Am Dienstagabend ging die 106. Auflage des Berliner Sechstagerennens zu Ende und die neuen Macher der langjährigen, beliebten und traditionsreichen Veranstaltung zogen gegen Mitternacht in der Pressekonferenz mit den drei erstplatzierten Teams ein erstes Fazit. Die Madison Sports Group mit ihrem sympathischen Geschäftsführer Valts Miltovics zeigte sich insgesamt zufrieden mit der ersten Austragung unter ihrer Regie. „Es war sehr spannend mit harten Kämpfen und der Sport ist nun einmal die Hauptsache für uns“, begann Valts Miltovics sein Fazit, nachdem zunächst die Fahrer den Medien zur Verfügung gestanden hatten.

Six Day

Mit der Besucherzahl, die der Geschäftsführer mit 60.000 angab, sei man zufrieden, wobei besonders der Samstag mit vollem Hause überzeugte.

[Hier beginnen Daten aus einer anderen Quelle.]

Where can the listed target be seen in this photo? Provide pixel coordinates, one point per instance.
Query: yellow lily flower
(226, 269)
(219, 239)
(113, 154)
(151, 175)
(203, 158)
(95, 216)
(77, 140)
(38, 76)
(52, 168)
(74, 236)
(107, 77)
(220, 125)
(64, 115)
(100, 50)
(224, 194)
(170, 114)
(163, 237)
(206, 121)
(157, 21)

Erstaunlich viele Lücken auf den Zuschauerrängen gab es am Schlusstag, aber auch am ersten Tag war der Besuch in der Vergangenheit schon besser gewesen. „Wir sind bei etwa 85 %, die wir dieses Jahr geschafft haben und somit bleibt noch Luft nach oben“, fuhr Valts Miltovics fort, der seinen Chief Executive Officer (CEO) Mark Darbon aus Großbritannien zitierte, der Berlin als das wichtigste Sechstagerennen der neuen Serie einschätzt. „Wir waren flexibel, als berechtigte Kritik von außen kam und haben darauf sofort reagiert“, war der ehemalige lettische Eishockeyspieler und Basketballmanager froh über die Unterstützung, die er von den Medien erhielt und wofür er sich abschließend bedankte.

Havik

Mit Yoeri Havik und Wim Stroetinga hat die seit der 2. Nacht dominierende Mannschaft den verdienten Sieg eingefahren. Für Yoeri Havik ein besonderer Sieg, der erste große Sechstagesieg seiner Laufbahn, wie er zu Protokoll gab und dazu der erste Sieg eines niederländischen Teams nach dem Jahre 2006. Beim 95. Berliner Sechstagerennen war es sein Onkel Danny Stam, der mit Robert Slippens hier im Velodrom den Sieg einfuhr. Für die Vorjahressieger Kenny de Ketele/Moreno de Pauw blieb dieses Mal mit weniger Punkten und dazu noch einem Rundenverlust nur Platz zwei übrig vor dem zweiten niederländischen Paar Jens Mouris/Pim Ligthart, die hier überraschend aufs Podium fuhren. „Man kann nicht immer Erster sein, wir sind trotzdem glücklich über den Podiumsplatz“ gab Kenny de Ketele in lockerer Art zu verstehen. Für Jens Mouris waren es seine letzten Sixdays und der Niederländer zeigte sich mit seinem dritten Platz sehr zufrieden. „Wesentlich mehr Publikum als in Amsterdam sorgte für ein tolles Rennen hier in Berlin“ sagte der lang aufgeschossene  Jens Mouris, der seine Runden wie ein Uhrwerk drehte. Man wurde an den leider fehlenden Roger Kluge erinnert, der als Gast, gerade aus Australien zurückgekehrt, die Schlussjagd anschoss.

sprint

Beim Hauptrennen ohne Podiumsplatz, gab es bei den Sprintern einen deutschen Doppelsieg durch Maximilian Levy vor Robert Förstemann sowie bei den Stehern den Sieg von Stefan Schäfer und den dritten Platz von Franz Schiewer. Bei den Frauen dominierte die dänische Straßenweltmeisterin Amalie Dideriksen, die die Britin Katie Archibald und die stark fahrende Deutsche Omniummeisterin Anna Knauer bezwang. Einen britischen Doppelsieg beim Six Day-Cup der U 23 feierten Ethan Hayter/Matthew Walls und Joe Holt/Matthew Bostock, die das deutsche Paar Moritz Augenstein/Moritz Malcharek auf den dritten Platz verwiesen. Besonders beeindruckend war die Leistung von Maximilian Levy, der hier mit einem Schlüsselbeinbruch am Start war, den er erst zwei Wochen zuvor bei einem Trainingssturz in Frankfurt/Oder erlitten hatte! Sein unbändiger Ehrgeiz, in Berlin dabei zu sein, führte dazu, dass er noch am Tag des Sturzes operiert und mit einer Metallplatte und acht Schrauben die linke Schulter entsprechend stabilisiert wurde. Chapeau!!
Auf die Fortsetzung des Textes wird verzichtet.